Clostridioides difficile-associated diarrhoea
Antibacterial-associated colitis and pseudomembranous colitis have been reported for oritavancin and may range in severity from mild to life threatening diarrhoea. Therefore, it is important to consider this diagnosis in patients who present with diarrhoea subsequent to the administration of oritavancin (see section 4.8). In such a circumstance, the use of supportive measures together with the administration of specific treatment for Clostridioides difficile should be considered.
Superinfection
The use of antibacterial medicinal products may increase the risk of overgrowth of non-susceptible micro-organisms. If superinfection occurs, appropriate measures should be taken.
Osteomyelitis
In Phase 3 ABSSSI clinical trials, more cases of osteomyelitis were reported in the oritavancin-treated arm than in the vancomycin-treated arm (see section 4.8). Patients should be monitored for signs and symptoms of osteomyelitis after administration of oritavancin. If osteomyelitis is suspected or diagnosed, appropriate alternative antibacterial therapy should be instituted.
Abscess
In the Phase 3 clinical trials, slightly more cases of newly emergent abscesses were reported in the oritavancin-treated arm than in the vancomycin-treated arm (4.6% vs 3.4%, respectively) (see section 4.8). If newly emergent abscesses occur, appropriate measures should be taken.
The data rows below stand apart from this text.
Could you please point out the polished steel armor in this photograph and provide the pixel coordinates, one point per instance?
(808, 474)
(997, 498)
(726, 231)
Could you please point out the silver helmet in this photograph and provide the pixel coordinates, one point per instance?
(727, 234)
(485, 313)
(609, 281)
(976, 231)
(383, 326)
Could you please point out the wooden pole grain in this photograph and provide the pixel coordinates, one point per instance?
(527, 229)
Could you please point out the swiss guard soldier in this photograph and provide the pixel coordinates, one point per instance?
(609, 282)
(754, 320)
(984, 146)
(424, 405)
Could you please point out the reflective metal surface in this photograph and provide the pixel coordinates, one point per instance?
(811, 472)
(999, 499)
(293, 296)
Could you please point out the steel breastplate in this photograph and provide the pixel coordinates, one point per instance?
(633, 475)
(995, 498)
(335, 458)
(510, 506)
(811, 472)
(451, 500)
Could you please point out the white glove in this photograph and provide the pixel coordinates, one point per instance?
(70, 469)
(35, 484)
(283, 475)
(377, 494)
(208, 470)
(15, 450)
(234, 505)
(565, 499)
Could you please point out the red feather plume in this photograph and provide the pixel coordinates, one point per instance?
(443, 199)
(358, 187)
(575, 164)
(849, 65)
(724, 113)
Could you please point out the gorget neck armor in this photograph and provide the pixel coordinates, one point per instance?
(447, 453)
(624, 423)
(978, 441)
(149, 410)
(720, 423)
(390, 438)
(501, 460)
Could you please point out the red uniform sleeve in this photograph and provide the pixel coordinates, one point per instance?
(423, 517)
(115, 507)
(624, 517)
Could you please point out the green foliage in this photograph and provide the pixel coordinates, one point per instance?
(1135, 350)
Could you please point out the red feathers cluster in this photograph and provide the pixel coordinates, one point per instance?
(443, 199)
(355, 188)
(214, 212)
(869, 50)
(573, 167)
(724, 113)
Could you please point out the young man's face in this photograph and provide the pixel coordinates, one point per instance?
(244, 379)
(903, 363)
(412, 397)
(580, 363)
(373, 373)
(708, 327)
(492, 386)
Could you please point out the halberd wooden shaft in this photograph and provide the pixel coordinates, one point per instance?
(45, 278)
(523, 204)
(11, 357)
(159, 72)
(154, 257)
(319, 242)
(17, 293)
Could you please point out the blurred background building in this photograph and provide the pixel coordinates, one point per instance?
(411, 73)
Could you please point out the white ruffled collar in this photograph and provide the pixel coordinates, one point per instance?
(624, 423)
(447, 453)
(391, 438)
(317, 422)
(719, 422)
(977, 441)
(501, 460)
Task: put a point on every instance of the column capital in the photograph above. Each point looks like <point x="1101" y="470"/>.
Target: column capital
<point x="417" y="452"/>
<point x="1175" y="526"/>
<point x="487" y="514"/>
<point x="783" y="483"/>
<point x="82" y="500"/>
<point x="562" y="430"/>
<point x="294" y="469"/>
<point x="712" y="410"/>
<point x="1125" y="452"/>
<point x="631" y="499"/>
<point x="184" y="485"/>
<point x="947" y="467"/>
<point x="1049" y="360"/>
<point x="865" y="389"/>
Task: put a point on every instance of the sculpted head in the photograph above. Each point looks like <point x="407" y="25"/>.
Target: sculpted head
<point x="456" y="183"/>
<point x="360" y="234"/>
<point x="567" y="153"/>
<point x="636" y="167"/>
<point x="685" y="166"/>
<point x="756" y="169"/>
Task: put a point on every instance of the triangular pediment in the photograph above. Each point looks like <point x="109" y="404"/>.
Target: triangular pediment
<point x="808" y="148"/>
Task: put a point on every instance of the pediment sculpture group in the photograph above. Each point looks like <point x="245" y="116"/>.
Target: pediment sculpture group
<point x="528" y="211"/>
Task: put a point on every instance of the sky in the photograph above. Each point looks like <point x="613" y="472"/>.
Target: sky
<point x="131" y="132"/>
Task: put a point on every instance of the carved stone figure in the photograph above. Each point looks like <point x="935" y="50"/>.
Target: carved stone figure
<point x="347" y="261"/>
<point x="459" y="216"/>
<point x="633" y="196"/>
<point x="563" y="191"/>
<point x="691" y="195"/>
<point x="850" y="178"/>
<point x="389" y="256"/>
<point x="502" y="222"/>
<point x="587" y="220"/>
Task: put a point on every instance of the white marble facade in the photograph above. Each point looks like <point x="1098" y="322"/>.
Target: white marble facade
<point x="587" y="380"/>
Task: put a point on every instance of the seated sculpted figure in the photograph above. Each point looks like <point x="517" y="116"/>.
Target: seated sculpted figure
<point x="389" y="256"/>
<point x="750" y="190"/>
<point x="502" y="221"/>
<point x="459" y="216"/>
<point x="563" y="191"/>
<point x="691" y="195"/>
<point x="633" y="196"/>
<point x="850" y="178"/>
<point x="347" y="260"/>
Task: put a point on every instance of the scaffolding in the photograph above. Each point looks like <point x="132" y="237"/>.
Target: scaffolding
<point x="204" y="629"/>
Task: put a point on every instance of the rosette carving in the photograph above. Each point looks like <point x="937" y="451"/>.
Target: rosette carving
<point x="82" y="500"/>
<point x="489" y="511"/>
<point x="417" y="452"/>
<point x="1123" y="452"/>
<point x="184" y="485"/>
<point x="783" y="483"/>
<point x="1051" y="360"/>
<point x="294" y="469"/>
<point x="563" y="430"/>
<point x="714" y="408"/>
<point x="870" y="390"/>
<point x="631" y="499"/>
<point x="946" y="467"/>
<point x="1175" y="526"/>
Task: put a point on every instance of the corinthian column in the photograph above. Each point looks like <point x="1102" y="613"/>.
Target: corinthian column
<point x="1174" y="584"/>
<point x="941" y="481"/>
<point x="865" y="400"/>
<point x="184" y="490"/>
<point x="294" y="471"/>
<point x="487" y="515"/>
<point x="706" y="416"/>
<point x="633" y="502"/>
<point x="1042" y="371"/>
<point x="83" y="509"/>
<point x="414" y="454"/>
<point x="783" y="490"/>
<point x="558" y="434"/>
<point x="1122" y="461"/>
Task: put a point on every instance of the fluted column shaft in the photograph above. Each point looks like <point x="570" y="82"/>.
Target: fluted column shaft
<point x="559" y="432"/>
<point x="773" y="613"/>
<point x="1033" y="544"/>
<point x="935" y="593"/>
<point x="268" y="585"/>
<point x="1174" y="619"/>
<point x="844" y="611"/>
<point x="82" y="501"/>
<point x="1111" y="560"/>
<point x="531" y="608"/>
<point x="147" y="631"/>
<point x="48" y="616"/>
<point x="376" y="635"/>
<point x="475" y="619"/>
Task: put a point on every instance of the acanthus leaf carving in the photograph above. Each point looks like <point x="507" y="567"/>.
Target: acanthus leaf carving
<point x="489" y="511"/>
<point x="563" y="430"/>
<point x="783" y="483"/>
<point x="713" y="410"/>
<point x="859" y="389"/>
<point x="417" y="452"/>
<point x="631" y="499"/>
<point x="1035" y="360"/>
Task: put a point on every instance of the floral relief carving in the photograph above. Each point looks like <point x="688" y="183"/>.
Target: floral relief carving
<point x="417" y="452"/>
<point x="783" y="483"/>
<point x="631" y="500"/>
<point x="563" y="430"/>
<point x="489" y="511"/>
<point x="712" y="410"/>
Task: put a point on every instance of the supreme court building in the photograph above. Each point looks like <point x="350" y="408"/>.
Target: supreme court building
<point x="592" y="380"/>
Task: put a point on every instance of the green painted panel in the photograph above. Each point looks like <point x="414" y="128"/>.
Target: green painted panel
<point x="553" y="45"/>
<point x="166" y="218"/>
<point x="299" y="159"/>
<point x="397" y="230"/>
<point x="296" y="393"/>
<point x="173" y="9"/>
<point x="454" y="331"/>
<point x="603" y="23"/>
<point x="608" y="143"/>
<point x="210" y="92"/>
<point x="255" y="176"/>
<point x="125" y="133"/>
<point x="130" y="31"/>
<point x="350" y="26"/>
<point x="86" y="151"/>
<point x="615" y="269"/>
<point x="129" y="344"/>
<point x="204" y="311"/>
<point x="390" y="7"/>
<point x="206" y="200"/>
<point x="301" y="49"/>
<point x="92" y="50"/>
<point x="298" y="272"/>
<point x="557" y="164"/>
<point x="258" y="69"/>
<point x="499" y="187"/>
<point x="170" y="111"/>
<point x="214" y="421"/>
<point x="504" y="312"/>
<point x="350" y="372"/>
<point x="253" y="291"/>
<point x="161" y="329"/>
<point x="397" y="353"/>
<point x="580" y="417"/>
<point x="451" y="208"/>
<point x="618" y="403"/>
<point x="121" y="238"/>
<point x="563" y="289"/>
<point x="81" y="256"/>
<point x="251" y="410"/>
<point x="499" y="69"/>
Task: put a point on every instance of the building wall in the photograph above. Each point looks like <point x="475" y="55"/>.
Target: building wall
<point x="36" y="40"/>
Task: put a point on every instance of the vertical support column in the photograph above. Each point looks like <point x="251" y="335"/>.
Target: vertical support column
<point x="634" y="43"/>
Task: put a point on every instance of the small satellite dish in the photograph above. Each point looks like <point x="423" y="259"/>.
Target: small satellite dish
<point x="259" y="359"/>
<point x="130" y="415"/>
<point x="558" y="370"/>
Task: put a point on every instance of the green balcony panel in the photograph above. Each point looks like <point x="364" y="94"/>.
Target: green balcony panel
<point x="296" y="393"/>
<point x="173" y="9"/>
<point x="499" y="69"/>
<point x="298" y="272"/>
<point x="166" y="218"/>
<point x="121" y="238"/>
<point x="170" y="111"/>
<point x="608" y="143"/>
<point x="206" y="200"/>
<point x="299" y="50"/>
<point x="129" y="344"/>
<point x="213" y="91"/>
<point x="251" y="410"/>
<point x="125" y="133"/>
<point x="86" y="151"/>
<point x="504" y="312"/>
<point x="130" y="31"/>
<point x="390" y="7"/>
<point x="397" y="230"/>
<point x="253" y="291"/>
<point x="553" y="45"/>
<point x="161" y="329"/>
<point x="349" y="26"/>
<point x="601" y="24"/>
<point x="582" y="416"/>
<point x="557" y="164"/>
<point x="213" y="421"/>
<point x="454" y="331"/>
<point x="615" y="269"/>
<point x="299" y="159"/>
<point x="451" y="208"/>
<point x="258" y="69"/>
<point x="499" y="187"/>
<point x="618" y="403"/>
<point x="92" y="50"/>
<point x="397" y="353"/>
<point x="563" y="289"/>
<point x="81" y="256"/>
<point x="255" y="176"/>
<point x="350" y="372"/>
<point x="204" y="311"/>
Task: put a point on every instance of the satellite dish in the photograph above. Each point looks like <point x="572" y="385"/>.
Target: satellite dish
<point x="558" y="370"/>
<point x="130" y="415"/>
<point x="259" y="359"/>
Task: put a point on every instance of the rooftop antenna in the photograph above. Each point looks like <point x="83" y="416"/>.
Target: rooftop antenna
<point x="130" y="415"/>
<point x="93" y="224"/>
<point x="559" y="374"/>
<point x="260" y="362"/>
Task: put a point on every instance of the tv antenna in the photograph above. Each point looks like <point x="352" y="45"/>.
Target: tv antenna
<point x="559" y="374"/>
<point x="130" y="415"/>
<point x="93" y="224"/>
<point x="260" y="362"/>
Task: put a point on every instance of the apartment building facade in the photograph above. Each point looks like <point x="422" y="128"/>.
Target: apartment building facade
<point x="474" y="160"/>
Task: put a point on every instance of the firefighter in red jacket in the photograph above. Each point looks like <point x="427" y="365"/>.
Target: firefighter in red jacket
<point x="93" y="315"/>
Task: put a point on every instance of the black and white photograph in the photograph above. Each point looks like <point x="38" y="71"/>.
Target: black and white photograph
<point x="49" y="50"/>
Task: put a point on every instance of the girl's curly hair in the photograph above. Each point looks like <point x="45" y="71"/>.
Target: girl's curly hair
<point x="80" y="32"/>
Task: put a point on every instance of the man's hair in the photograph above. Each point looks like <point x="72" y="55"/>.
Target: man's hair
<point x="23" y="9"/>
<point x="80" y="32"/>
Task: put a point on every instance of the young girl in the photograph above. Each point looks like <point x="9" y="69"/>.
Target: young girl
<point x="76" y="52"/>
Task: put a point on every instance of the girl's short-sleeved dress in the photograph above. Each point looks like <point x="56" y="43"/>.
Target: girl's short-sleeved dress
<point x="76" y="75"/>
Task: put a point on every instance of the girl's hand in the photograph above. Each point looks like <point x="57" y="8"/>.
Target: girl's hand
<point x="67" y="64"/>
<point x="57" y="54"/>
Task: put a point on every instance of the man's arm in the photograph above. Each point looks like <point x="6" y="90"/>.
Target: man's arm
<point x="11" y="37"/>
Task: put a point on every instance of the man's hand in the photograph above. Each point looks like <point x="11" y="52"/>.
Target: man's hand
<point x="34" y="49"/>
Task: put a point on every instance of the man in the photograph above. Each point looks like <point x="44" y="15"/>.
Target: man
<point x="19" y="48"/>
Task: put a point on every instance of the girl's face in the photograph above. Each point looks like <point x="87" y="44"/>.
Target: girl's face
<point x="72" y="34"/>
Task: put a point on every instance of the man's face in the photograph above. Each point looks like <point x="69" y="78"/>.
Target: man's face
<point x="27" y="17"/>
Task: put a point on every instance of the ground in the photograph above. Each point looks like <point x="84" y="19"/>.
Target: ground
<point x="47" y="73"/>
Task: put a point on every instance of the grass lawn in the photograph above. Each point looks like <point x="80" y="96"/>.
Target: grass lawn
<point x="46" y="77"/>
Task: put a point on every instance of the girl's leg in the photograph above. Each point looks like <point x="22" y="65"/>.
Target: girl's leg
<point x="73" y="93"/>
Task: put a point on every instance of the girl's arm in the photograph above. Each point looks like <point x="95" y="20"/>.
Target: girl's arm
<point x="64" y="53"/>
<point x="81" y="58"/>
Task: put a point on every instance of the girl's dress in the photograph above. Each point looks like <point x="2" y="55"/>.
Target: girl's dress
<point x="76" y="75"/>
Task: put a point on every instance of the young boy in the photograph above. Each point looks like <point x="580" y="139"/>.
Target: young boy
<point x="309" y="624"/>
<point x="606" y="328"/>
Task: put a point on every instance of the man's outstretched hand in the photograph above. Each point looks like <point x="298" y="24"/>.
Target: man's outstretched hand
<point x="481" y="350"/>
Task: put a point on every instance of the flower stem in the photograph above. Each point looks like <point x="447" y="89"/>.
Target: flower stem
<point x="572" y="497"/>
Limitations of the clinical data
In the two major trials in ABSSSI, the types of infections treated were confined to cellulitis, abscesses, and wound infection only. Other types of infections have not been studied. There is limited experience in clinical studies in patients with bacteraemia, peripheral vascular disease' or neutropenia, in immunocompromised patients, in patients aged > 65 years, in patients with severe renal impairment and in infections due to Streptococcus pyogenes.